Wednesday, September 26, 2007

Art God

I recently read that the relationship one has with his earthly father is often the starting point for how he views his Heavenly Father. Unfortunately I can't remember where I read this statement (it was simply a one-liner in the middle of a longer work on an unrelated topic), but I was intrigued by the concept. Surely I don't think that we should go around judging people's relationships with their parents based on their religious beliefs, but as a means of self-analysis I think looking at one's relationship with their father might be a good way to look at one's relationship with God.

I know that personally, I have always been able to relate to God in His role of Creator more than any other role. This is, I think, because my own father is a creator, and I was taught to value creativity and artistry at an early age. In fact, if I could name one activity of mine that makes me feel closest to God, it is when I am creating. I don't create intrinsically "Christian art," but as Madeleine L'Engle wrote in Walking on Water, all good art is essentially Christian, since all things that are good come from God. (Of course, I'm not saying my art is exactly good, either, but I'm working on it ;-)

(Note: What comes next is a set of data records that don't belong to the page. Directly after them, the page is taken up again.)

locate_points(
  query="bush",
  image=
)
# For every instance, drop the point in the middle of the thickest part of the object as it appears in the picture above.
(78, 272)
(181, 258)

I guess I've always seen God foremost as a grand artist. When I was younger, I could literally see Him in everything, just like I was taught to see good and beauty in everything from bones to trees to animals to skyscrapers. If those feelings have waned, it is because I am older and have lost a bit of the sense of innocence that we all have when we are younger. Still, nothing has stopped me from seeing God's brush-strokes everywhere, from the rhythm of a city street to the melody of a Bob Dylan song. I guess I'm just rambling here. I just was thinking about my (somewhat weird) parents today and thought that I should thank them, because I know that the way I see God today is related to the fact that I was raised by artists, and that has done more good for me than a "normal" white-picket fence upbringing could have ever done.